# Unweighted hook restriction



## chipper1220 (Dec 15, 2013)

If a stream has a restriction for unweighted hooks what does it actually include? Can i still have weight above my hook? Can i still use lures if i switch out the hook to the correct gap? Anybody have any info? Thanks in advance!


----------



## GVDocHoliday (Sep 5, 2003)

It means what it says. No weight attached to the hook. Like m80's or jig heads. 

Lures can be used, but a lure by definition is not composed of lead.


----------



## chipper1220 (Dec 15, 2013)

Lol no m80's just making sure shots above the hook are fine.


----------



## chipper1220 (Dec 15, 2013)

Fishing spawn and want to be legal


----------



## GVDocHoliday (Sep 5, 2003)

Also remember it has to be a single hook.


----------



## Strongbad (Jul 24, 2010)

What about a steelhead jig under a bobber?


----------



## kzoofisher (Mar 6, 2011)

Strongbad said:


> What about a steelhead jig under a bobber?





M. Tonello said:


> Adam Bradley is correct- this new reg will not restrict the use of jigs for steelhead. The entire reason for this new reg is to help our Conservation Officers target illegal snaggers by making their favorite snagging tackle illegal. Our COs realize that anyone fishing a jig/waxie under a bobber is not snagging, simple as that.

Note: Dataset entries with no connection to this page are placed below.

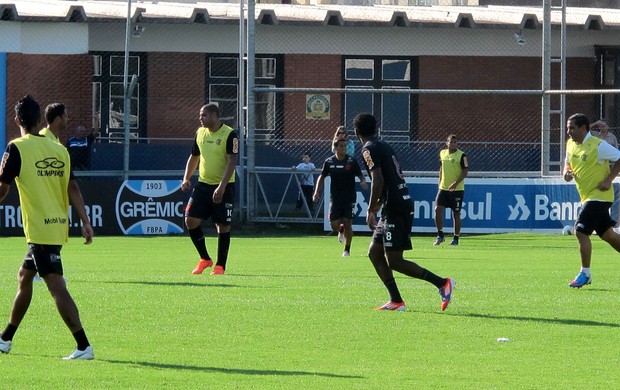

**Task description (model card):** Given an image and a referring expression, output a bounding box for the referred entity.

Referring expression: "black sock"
[0,324,17,341]
[73,328,90,351]
[215,232,230,269]
[422,268,448,288]
[189,226,211,260]
[383,278,403,303]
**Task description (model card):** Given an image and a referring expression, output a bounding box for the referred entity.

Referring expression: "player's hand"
[213,186,224,204]
[366,210,377,230]
[598,179,611,191]
[82,223,95,245]
[181,180,192,191]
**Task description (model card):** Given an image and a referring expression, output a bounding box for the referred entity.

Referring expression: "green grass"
[0,234,620,389]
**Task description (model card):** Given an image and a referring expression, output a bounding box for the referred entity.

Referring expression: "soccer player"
[354,113,455,311]
[0,96,94,360]
[181,103,239,275]
[563,114,620,288]
[433,134,469,245]
[312,138,368,257]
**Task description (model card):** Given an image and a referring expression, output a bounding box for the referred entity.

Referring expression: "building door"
[594,47,620,133]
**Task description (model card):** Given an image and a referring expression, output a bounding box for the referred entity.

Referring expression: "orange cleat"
[375,301,407,311]
[192,259,213,275]
[211,265,224,275]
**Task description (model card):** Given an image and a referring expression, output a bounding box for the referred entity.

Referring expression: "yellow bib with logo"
[12,134,71,245]
[566,137,614,203]
[439,149,465,191]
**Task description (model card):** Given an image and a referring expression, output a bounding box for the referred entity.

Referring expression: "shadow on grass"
[444,313,620,328]
[97,359,364,379]
[100,280,239,287]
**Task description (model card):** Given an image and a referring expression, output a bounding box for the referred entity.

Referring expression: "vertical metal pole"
[540,0,551,176]
[237,0,248,222]
[246,0,256,222]
[0,53,7,150]
[123,0,131,180]
[560,0,566,172]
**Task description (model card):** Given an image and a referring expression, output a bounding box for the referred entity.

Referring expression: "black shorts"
[185,182,235,225]
[435,190,465,213]
[22,244,62,277]
[328,201,355,221]
[372,211,413,252]
[575,200,616,237]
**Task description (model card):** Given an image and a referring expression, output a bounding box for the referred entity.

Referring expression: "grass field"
[0,233,620,389]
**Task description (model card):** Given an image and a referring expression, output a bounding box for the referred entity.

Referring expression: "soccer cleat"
[375,301,407,311]
[568,272,592,288]
[192,259,213,275]
[0,339,13,353]
[338,224,346,244]
[211,265,224,275]
[62,345,95,360]
[439,278,456,310]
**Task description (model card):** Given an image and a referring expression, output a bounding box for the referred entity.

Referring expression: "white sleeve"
[598,141,620,162]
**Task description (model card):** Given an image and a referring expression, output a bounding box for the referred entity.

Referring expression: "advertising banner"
[324,178,619,234]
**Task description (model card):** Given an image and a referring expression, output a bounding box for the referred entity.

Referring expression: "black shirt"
[362,138,413,216]
[321,155,362,203]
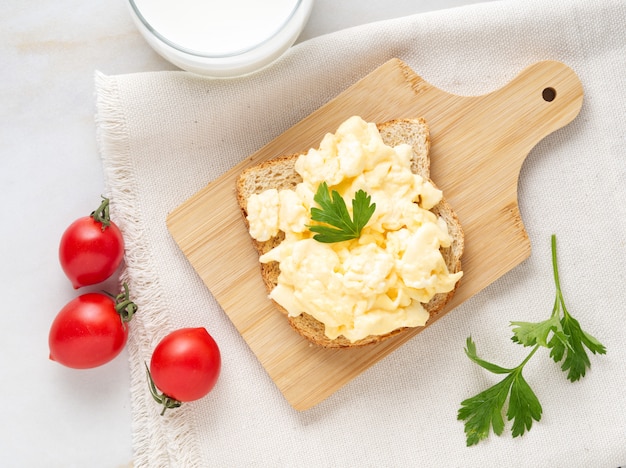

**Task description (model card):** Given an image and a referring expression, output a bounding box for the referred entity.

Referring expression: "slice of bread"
[236,119,464,348]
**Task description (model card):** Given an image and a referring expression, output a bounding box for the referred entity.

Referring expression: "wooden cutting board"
[167,59,583,410]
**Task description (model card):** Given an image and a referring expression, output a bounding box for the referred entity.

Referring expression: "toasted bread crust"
[236,119,464,348]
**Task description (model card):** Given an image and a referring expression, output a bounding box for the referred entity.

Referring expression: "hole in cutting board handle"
[541,87,556,102]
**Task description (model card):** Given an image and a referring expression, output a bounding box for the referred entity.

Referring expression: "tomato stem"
[115,283,137,323]
[144,362,182,416]
[89,195,111,231]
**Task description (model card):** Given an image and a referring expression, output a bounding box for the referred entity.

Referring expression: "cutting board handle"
[421,61,583,203]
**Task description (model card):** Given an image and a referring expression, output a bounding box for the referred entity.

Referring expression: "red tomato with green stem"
[48,284,137,369]
[59,197,124,289]
[146,328,222,414]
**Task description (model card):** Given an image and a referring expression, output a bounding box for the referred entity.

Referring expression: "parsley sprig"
[309,182,376,243]
[458,235,606,446]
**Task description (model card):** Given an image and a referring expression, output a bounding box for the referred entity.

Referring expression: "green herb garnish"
[458,235,606,446]
[308,182,376,243]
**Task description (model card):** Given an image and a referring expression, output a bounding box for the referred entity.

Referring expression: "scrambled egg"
[247,116,462,342]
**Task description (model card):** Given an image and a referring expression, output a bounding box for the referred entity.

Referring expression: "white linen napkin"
[96,0,626,467]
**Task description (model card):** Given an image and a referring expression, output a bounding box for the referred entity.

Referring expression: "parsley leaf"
[308,182,376,243]
[548,236,606,382]
[511,315,567,348]
[457,235,606,446]
[457,337,542,447]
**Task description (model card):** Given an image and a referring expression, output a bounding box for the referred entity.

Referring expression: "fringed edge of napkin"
[95,71,201,467]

You'll have to trust to the discretion of the CO if you are salmon fishing with a jig under a bobber before 11/15. I believe CO's are reasonable people who can tell the difference between a fishing rig and a snagging rig. Never had a problem with any CO I've ever met.


----------



## jd4223 (Feb 12, 2012)

"Discretion" is the key word!If I use a bead head nymph and the DNR chooses to use his/her "Discretion"and issue me a ticket for violating the "No Weighted Hook"rule,then what?Some of us have run into these DNR Officers who like to exercise their"Discretion"every chance they get.No painting with a broad brush against all DNR.Just like certain law enforcement officers who use poor discretion when enforcing the law.It's not worth the risk and hope the DNR who is checking you isn't having a bad day and wants to use his/her "Discretion"when addressing your violation of the weighted hook rule.


----------



## Robert Holmes (Oct 13, 2008)

jd4223 said:


> "Discretion" is the key word!If I use a bead head nymph and the DNR chooses to use his/her "Discretion"and issue me a ticket for violating the "No Weighted Hook"rule,then what?Some of us have run into these DNR Officers who like to exercise their"Discretion"every chance they get.No painting with a broad brush against all DNR.Just like certain law enforcement officers who use poor discretion when enforcing the law.It's not worth the risk and hope the DNR who is checking you isn't having a bad day and wants to use his/her "Discretion"when addressing your violation of the weighted hook rule.


They won't waste their time with you unless you are using that bead head with a snagging motion, it has been done before. They have bigger fish to fry and they are not too hard to find.


----------